Western cultures love a good epic that explains things. We really do.
It all really starts with the Greeks and their fixation with Homer’s Illiad and Odyssey. Of course, the Greeks saw themselves as the descendants (spiritually if not physically) of Odysseus and Achilles. They were living out that heroic tradition.
When the Romans needed to connect their own greatness to the epic past, they came up with the idea of Rome being founded by one of Odysseus’ opponents, Aeneas of Troy.
And when the British wanted to come up with a reason their island nation should be great, they latched onto both Homer and Virgil and created their own epic around a character named Brutus, one of Aeneas’ companions.
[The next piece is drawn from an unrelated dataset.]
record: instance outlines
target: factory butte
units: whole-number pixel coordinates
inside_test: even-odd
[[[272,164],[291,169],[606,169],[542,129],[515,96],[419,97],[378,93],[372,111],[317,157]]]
This story first appeared in Historia Brittonum in the 9th century, and it was still being repeated when Geoffrey of Monmouth wrote three centuries later.
From Brutus, they got to the mythical king Arthur; and believe it or not, every British monarch since Edward I has claimed to be a descendant of Arthur. (Of course, Arthur probably is based on a historical person who would have lived around the time of the beginning of the 5th century CE – roughly the same time as St. Patrick and a number of other historio-mythical characters.)
Culturally, we have a longing to be a part of something, and that something is not just the Christian tradition Europe has bounced around for the past 1500 years or so. Europe reframed the Christian narrative within this great epic framework – what I am calling the Helleno-Romance-Briton Historical Epic because it is possibly the most awkward term ever devised.
I haven’t fully processed the idea yet, and it will probably come to nothing but it is lurking around the edges of my brain, so I figured I would write it out and let it gestate a bit.